Reflective Flesh is a greatly important and generative painting from Saville’s oeuvre and was exhibited in the artist’s 2003 solo exhibition Migrants at Gagosian Gallery in New York. Speaking of the painting, Saville has explained that the composition was inspired by a famous Roland Barthes quote which contemplates the fact that we are never able to see our own bodies in their entirety, except through the mediated and secondary lens of a mirror or camera. 

Born in Cambridge in the United Kingdom in 1970, Saville grew up as a teenager in the 1980s at a time when body regulation and the diet industry were on the rise. Coming of age in an era where women were continually presented with the message that slender is synonymous with beautiful – that the smaller, the thinner, the lesser, the better – had a profound impact on Saville’s artistic practice. As if in search for an antidote, her colossal paintings refuse to be contained or confined. With their richly painted abundance of lush, female corporeality, they are at once overwhelming and empowering in their potency. In Reflective Flesh, Saville defiantly displays the female sexual organ as the focal point of the painting. In so doing, she at once recalls and disrupts the great tradition of the female nude throughout the canon of art history, from Titian, Rubens and Chaim Soutine to Willem de Kooning, Francis Bacon and Lucian Freud. Yet it is Gustave Courbet’s provocative painting The Origin of the World (1866) that this painting most strikingly evokes. As Linda Nochlin writes: “Looking at Reflective Flesh, one thinks of the long history of this subject, the female sex-organ, the first image to be inscribed on the walls of caves at the dawn of history, according to current art-historical mythology accounting for the origin of art, a theme reaching its apotheosis in Courbet’s scandalous Origin of the World, a small canvas meant for private delectation, once modestly hidden behind a green baize cloth, now hanging brazenly for all to see on the walls of the Musée d’Orsay. Jenny Saville, in Reflective Flesh… has indeed returned painting to its origins at the same time that she has made it new.” (Linda Nochlin, "Migrants," Exh. Cat., New York, Gagosian Gallery, Jenny Saville: Migrants, 2003, n.p.)

Characterized by a disorienting, multifaceted and fragmentary perspective, Reflective Flesh presents Saville’s response to Barthes’s enigma, while continuing the tradition of such modern masters as Willem de Kooning and Pablo Picasso, all of whom addressed the female form in new and innovative ways. Saville has long been fascinated by the comparable characteristics of paint and skin and, through a meticulous process of layering, her paintings seek to explore and exploit the tactile and visceral qualities of both her medium and her subject matter.
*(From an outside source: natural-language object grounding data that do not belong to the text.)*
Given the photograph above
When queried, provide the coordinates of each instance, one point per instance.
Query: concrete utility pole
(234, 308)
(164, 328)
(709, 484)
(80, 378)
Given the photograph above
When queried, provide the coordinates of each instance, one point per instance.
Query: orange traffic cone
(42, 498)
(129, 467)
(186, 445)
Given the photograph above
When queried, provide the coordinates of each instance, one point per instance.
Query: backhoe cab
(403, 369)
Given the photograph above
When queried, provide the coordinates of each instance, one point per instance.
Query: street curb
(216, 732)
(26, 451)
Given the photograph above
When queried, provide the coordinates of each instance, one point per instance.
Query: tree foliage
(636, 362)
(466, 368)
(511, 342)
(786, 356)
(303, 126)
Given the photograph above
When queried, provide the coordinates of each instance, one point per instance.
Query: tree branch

Drawing an analogy between the slow build up of paint on a canvas, and the multiple layers of identity that we construct, develop, inherit, absorb and perform over a lifetime, she writes: “I want there to be an awareness of wearing this paint body, the artifice of it – a mixture of reality and fiction. I admire the way that Cindy Sherman, in the film stills, wears these myths of femininity. You believe them but also know that it is a fictional world that she’s created.” (Jenny Saville in conversation with Martin Gayford, Exh. Cat., New York, Gagosian Gallery, Jenny Saville: Migrants, 2003, p. 30) At once bold, beautiful and brazen, Reflective Flesh majestically encapsulates the most noble and profound sentiments of Saville’s artistic practice.